The research on biotin and hair loss or growth is outdated and inconclusive. However, many people anecdotally report that biotin supplements help with hair health. While excessive biotin is likely safe and unlikely to cause serious side effects, it can interfere with lab tests and can lead to acne breakouts.
The most recent study—a systematic review from 2017—concluded that there is a “lack of sufficient evidence for supplementation in healthy individuals.”
However, people with biotin deficiency or hair/nail disorders (like brittle nails or uncombable hair syndrome) may see benefits from taking biotin.
Similarly, another 2017 article states that there needs to be more clinical evidence, and the use of biotin to improve hair quantity or quality is not routinely recommended.
Is 10,000 Mcg of Biotin Too Much?
As the AI for biotin is 30mcg for most adults, 10,000mcg is excessive and likely will not do anything extra for your hair or nail growth. So, while it’s not unsafe or toxic, taking 10,000 micrograms of biotin is simply unnecessary. Plus, this amount will almost certainly cause breakouts in acne-prone people.
How Much Biotin Should I Take Daily For Hair Growth?
Although there is no scientific evidence on the amount of biotin to support hair growth or healthy hair, supplements containing up to 500 micrograms of biotin may help—but only if you’re low or deficient in biotin.

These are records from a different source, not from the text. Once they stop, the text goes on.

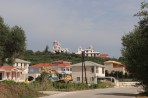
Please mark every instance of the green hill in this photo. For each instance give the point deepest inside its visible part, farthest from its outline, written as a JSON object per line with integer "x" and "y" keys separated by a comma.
{"x": 48, "y": 57}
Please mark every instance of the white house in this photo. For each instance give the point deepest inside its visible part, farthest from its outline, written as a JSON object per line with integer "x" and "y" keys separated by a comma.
{"x": 24, "y": 66}
{"x": 93, "y": 71}
{"x": 88, "y": 51}
{"x": 10, "y": 73}
{"x": 17, "y": 72}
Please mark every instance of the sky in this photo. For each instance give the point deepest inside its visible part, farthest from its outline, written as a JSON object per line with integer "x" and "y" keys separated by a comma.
{"x": 75, "y": 23}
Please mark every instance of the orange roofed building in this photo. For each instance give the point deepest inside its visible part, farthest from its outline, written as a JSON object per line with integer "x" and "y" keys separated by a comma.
{"x": 10, "y": 73}
{"x": 60, "y": 66}
{"x": 114, "y": 66}
{"x": 104, "y": 56}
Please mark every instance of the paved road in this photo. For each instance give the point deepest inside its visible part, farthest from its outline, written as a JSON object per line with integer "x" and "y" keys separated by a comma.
{"x": 122, "y": 92}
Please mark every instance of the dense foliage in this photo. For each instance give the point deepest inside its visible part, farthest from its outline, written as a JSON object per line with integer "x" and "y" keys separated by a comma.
{"x": 48, "y": 57}
{"x": 135, "y": 48}
{"x": 12, "y": 42}
{"x": 11, "y": 89}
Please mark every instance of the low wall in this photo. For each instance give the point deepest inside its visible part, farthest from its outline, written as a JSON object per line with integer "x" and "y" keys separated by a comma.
{"x": 120, "y": 84}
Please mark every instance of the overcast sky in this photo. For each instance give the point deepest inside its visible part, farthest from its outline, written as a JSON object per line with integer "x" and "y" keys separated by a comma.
{"x": 100, "y": 23}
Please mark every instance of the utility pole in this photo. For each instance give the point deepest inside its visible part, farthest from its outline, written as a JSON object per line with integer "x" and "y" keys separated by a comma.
{"x": 82, "y": 64}
{"x": 85, "y": 73}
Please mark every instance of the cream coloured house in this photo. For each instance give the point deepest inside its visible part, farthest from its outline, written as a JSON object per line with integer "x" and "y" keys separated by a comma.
{"x": 24, "y": 66}
{"x": 17, "y": 72}
{"x": 114, "y": 66}
{"x": 93, "y": 71}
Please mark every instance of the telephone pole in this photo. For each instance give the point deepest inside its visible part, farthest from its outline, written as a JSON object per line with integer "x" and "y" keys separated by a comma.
{"x": 82, "y": 64}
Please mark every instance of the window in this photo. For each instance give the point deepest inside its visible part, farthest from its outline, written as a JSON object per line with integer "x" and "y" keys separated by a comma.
{"x": 103, "y": 70}
{"x": 67, "y": 69}
{"x": 92, "y": 78}
{"x": 97, "y": 70}
{"x": 92, "y": 69}
{"x": 78, "y": 78}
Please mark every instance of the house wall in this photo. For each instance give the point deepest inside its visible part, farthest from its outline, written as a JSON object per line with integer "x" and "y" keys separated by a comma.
{"x": 100, "y": 72}
{"x": 10, "y": 75}
{"x": 23, "y": 66}
{"x": 111, "y": 68}
{"x": 91, "y": 73}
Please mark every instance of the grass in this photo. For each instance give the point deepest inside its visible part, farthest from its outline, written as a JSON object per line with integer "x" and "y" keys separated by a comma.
{"x": 11, "y": 89}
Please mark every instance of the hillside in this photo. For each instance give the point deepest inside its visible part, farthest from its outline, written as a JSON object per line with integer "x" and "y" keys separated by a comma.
{"x": 48, "y": 57}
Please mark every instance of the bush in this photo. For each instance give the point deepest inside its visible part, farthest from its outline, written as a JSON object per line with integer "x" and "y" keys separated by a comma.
{"x": 11, "y": 89}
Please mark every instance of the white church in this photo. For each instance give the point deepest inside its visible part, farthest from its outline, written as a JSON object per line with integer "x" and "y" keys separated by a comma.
{"x": 88, "y": 51}
{"x": 57, "y": 47}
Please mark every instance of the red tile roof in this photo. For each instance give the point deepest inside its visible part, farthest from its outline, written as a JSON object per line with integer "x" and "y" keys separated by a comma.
{"x": 6, "y": 67}
{"x": 104, "y": 56}
{"x": 40, "y": 65}
{"x": 59, "y": 63}
{"x": 9, "y": 68}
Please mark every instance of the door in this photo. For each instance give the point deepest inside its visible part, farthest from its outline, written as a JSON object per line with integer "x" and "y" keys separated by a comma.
{"x": 0, "y": 76}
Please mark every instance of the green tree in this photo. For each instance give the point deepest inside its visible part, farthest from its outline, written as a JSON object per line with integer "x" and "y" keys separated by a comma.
{"x": 4, "y": 30}
{"x": 135, "y": 48}
{"x": 12, "y": 42}
{"x": 15, "y": 45}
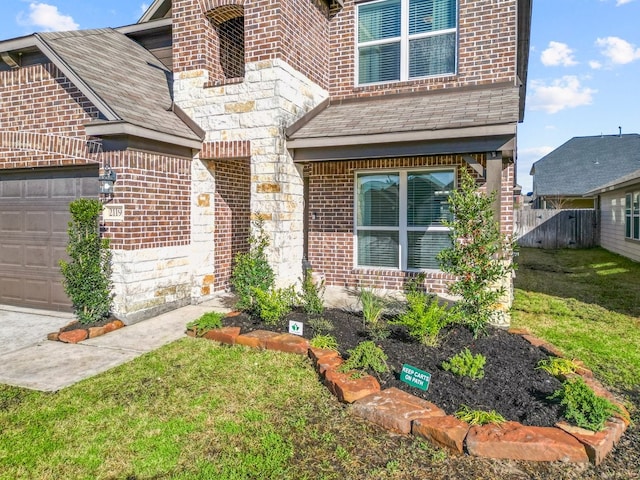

However, most biotin supplements contain much more than this—often reaching or exceeding 5,000-10,000mcg. These biotin megadoses are unnecessary for the majority of people.
What Foods Have Biotin?
Good sources of biotin include:
• Beef liver
• Egg yolks
• Beans and legumes
• Sunflower seeds
• Sweet potato
• Nutritional yeast
What Are the Side Effects of Biotin?
Biotin is not known to produce significant adverse side effects, although taking too much biotin is known to cause acne in some people.
Some people experience mild side effects like nausea and digestive issues, and consuming more than the recommended daily amount can interfere with laboratory test results, including thyroid function tests, vitamin D, pregnancy tests, and other hormone tests.